When Knot leaves the Dutch National Bank, the only possibility for him to join the ECB Executive Board without any prolonged gap in his distinguished record would be if the current Dutch national on the board, Frank Elderson, simply vacated his own post.

That however assumes that the current Dutch government would back this idea, and that Elderson, a non-economist decidedly to the left of his government, could be induced to vacate his post just so that a compatriot could take up the same position, all of which is an unlikely proposition.

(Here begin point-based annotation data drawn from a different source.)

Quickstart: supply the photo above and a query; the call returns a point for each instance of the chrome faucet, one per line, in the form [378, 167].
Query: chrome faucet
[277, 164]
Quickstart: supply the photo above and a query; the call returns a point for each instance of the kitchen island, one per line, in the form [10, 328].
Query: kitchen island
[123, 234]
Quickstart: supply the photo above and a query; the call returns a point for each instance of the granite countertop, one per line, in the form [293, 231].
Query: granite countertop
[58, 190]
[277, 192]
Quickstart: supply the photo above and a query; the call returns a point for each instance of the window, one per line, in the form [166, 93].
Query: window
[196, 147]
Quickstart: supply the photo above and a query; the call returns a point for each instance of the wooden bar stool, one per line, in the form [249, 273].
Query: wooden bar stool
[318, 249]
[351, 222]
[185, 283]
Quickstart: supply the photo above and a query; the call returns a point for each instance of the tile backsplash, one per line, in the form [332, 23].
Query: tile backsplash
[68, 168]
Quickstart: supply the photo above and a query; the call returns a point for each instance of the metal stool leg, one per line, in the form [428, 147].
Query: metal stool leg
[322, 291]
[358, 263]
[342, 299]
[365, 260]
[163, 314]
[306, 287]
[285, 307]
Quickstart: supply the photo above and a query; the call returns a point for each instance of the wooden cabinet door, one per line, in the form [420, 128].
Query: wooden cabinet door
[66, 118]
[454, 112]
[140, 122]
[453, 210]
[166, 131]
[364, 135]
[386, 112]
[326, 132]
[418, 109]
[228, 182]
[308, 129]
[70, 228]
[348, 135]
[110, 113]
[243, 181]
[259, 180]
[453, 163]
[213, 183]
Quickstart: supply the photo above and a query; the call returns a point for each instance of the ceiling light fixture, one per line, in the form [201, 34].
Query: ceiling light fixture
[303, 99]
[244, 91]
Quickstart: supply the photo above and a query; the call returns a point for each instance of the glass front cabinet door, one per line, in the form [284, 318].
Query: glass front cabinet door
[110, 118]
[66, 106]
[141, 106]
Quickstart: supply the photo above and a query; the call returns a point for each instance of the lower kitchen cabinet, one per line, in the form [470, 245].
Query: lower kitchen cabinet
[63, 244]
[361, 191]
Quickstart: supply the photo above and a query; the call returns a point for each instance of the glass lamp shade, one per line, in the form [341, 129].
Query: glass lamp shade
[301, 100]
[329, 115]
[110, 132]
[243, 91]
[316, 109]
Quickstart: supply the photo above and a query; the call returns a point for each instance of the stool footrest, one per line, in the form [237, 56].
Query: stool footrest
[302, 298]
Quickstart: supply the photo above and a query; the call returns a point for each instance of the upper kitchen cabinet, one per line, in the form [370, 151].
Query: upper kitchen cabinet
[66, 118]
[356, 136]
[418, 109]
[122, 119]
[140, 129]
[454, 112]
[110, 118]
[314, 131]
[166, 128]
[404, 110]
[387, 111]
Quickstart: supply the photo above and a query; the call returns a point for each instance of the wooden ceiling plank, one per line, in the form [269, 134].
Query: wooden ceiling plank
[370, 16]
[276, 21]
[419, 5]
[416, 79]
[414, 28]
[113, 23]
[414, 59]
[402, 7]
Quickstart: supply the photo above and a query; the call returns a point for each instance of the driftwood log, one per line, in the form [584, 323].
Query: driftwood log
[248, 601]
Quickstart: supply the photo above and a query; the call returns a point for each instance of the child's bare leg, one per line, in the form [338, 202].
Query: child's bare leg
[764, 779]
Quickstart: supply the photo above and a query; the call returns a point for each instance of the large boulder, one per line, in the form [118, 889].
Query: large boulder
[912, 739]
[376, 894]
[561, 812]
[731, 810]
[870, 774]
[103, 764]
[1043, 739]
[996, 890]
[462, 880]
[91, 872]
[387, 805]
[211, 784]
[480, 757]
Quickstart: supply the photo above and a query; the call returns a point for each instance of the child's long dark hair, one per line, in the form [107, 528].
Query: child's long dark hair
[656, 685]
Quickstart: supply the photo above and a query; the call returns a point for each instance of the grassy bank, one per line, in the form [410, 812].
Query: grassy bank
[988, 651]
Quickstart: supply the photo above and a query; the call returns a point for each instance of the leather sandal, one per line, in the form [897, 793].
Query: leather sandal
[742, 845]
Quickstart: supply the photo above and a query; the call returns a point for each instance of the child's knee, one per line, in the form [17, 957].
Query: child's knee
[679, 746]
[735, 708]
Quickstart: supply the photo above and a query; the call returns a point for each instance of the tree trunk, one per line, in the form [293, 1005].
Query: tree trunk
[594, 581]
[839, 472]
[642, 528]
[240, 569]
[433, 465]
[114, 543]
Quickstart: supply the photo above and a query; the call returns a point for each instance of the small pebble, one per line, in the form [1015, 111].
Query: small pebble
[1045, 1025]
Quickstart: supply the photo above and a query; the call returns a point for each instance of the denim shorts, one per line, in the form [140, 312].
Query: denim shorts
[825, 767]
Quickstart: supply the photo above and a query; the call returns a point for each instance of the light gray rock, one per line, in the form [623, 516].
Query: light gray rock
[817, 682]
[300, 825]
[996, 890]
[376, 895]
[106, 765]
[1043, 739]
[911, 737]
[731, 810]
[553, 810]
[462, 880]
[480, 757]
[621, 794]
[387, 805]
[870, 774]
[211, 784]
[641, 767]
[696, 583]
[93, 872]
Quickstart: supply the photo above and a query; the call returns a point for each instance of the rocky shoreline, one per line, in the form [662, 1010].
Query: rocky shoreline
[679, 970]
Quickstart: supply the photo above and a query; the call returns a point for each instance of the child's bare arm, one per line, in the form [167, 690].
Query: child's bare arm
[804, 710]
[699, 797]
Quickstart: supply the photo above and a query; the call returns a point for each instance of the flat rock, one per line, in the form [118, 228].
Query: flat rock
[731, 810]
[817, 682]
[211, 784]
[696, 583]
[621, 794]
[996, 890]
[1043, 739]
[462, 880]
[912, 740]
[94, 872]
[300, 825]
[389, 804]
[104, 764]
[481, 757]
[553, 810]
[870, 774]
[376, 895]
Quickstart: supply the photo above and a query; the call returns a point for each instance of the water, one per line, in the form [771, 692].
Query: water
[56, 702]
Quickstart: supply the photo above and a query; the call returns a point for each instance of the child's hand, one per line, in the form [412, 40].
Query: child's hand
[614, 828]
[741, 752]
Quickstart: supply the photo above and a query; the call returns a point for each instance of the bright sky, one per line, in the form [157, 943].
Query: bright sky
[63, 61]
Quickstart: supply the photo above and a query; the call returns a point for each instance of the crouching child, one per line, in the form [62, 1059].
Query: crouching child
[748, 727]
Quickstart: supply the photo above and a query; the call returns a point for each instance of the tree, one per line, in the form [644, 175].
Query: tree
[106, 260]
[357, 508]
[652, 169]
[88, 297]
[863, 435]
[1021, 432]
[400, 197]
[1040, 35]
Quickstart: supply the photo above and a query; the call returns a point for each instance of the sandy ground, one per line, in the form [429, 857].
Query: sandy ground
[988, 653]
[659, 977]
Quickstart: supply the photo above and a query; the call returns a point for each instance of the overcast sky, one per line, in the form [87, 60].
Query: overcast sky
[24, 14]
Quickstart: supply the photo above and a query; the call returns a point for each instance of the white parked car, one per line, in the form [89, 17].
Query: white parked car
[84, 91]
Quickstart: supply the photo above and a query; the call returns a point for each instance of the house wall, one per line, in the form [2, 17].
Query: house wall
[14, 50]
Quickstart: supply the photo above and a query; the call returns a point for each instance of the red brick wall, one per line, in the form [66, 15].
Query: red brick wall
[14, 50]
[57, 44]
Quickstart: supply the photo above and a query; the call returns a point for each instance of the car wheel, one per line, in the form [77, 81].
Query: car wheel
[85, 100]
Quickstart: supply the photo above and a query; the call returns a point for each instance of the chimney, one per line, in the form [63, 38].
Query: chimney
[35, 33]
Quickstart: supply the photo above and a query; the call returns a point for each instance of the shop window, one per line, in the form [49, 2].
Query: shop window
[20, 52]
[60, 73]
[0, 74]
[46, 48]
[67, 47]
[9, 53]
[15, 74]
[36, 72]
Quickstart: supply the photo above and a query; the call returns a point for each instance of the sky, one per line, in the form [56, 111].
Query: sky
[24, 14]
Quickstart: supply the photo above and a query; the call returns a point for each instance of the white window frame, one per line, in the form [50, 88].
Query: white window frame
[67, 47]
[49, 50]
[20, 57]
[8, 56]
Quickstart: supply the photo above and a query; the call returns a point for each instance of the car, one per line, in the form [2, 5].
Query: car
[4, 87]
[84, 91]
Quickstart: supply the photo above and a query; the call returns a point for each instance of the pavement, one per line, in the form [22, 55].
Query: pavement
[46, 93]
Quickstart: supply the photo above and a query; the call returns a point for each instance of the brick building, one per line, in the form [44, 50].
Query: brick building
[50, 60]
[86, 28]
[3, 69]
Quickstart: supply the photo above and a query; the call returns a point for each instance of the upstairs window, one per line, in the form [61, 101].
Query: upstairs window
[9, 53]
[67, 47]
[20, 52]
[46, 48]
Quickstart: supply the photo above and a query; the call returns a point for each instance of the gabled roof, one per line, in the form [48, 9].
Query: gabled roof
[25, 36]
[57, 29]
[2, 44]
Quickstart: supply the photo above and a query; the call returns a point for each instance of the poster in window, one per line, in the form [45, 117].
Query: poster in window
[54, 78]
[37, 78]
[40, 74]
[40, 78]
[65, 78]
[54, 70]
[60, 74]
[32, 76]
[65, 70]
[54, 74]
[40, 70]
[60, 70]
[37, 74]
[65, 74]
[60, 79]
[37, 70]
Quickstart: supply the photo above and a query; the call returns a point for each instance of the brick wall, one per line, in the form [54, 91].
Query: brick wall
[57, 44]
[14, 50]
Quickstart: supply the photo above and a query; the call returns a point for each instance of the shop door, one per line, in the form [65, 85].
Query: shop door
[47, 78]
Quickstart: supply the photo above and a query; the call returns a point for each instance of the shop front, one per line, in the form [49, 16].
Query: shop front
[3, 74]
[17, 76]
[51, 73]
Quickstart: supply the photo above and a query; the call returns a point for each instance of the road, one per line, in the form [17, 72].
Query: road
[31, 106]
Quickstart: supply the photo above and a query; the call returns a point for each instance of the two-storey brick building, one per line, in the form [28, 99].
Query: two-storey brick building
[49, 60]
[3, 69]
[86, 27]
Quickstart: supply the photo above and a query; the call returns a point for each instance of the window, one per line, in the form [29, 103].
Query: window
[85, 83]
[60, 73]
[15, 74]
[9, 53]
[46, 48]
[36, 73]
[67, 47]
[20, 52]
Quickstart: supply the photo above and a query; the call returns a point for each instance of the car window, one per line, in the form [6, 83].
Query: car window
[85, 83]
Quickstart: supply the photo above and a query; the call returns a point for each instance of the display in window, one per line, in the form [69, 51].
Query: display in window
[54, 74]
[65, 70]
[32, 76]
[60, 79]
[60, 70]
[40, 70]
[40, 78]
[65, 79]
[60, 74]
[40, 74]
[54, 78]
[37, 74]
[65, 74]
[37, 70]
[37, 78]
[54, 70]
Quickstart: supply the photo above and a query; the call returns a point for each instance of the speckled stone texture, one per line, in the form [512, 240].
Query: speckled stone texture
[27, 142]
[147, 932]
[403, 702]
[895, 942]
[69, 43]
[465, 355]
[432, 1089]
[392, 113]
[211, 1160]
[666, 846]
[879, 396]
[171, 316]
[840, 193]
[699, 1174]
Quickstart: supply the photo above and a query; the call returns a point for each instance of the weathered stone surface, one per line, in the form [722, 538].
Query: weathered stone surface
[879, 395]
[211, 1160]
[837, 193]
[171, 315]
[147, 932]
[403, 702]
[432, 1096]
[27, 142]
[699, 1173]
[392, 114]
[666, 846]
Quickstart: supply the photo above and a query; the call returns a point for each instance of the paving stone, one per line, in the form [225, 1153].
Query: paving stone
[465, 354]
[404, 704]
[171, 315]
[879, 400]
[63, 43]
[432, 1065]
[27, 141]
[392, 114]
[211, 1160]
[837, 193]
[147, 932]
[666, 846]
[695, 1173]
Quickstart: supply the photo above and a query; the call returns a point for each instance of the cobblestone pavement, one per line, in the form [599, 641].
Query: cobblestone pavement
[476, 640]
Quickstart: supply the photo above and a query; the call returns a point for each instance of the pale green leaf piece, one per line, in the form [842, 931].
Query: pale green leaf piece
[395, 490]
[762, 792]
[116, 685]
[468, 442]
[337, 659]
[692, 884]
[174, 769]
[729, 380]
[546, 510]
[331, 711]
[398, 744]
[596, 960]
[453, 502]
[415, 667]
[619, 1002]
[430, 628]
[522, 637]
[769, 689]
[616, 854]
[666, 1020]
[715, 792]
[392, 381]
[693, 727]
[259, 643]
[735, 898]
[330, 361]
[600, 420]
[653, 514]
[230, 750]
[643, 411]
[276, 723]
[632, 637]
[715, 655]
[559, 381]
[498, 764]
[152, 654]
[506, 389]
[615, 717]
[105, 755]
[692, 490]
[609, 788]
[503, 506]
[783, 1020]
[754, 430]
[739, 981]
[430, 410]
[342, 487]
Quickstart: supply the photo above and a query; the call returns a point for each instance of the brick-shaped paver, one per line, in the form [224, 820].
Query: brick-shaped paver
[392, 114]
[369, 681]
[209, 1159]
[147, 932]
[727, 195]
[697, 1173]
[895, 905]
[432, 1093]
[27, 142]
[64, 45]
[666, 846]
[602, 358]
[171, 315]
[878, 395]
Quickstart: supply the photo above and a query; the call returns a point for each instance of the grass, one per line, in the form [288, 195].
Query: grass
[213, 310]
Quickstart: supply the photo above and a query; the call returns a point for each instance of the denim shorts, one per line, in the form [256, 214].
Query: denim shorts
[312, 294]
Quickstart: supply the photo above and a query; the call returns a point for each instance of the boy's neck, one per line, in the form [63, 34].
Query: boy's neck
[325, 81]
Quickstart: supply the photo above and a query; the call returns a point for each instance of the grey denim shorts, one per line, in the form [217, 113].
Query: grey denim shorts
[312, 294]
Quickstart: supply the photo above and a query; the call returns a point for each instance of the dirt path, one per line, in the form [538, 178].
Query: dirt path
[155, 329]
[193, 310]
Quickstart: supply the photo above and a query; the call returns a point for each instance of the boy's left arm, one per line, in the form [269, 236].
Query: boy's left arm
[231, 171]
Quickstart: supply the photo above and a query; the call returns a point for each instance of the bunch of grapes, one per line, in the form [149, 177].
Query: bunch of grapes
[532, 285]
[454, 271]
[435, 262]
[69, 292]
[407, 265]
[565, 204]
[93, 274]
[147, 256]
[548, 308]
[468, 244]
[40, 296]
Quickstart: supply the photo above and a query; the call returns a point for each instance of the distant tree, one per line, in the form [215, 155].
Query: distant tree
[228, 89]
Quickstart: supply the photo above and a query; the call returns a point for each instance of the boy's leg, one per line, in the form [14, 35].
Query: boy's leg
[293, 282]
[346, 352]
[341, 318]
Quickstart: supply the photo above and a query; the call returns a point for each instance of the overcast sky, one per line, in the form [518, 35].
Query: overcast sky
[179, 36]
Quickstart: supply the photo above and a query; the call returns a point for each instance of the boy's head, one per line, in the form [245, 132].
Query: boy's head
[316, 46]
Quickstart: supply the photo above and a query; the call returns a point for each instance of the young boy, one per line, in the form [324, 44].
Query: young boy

More believable is that when ECB President Christine Lagarde’s term ends on 31 October 2027, Elderson, whose eight-year stint would then be close to entering its final year, might bow out.

This would be much like what happened when Mario Draghi was tapped to become ECB president in 2011, requiring the exit of his fellow Italian Lorenzo Bini Smaghi, who at the time was looking forward to another year and a half on the Executive Board.

We can imagine that getting one of its nationals into the top job at the ECB would hold some appeal to the Dutch government, perhaps making it easier to paper over political differences that in the case of Knot and the current government may not be so large anyway.

In contrast to France, with eight-year terms served by Jean-Claude Trichet to 2011 and now Lagarde, the Dutch have only contributed one president to the ECB, namely Wim Duisenberg for a mere four years to end-October 2003.

As to a possible claim by Germany to the top spot at the ECB, we would observe that German national Claudia Buch is already Chair of the Supervisory Board of the ECB. It is improbable that Germans could occupy both posts at the same time.

Of course, there remains the very big question of how Knot will occupy his time from 30 June 2025 to 31 October 2027. Crystal clear though it is that he would be a uniquely perfect fit for the position of ECB president, an interim gig in the private sector would not help his chances.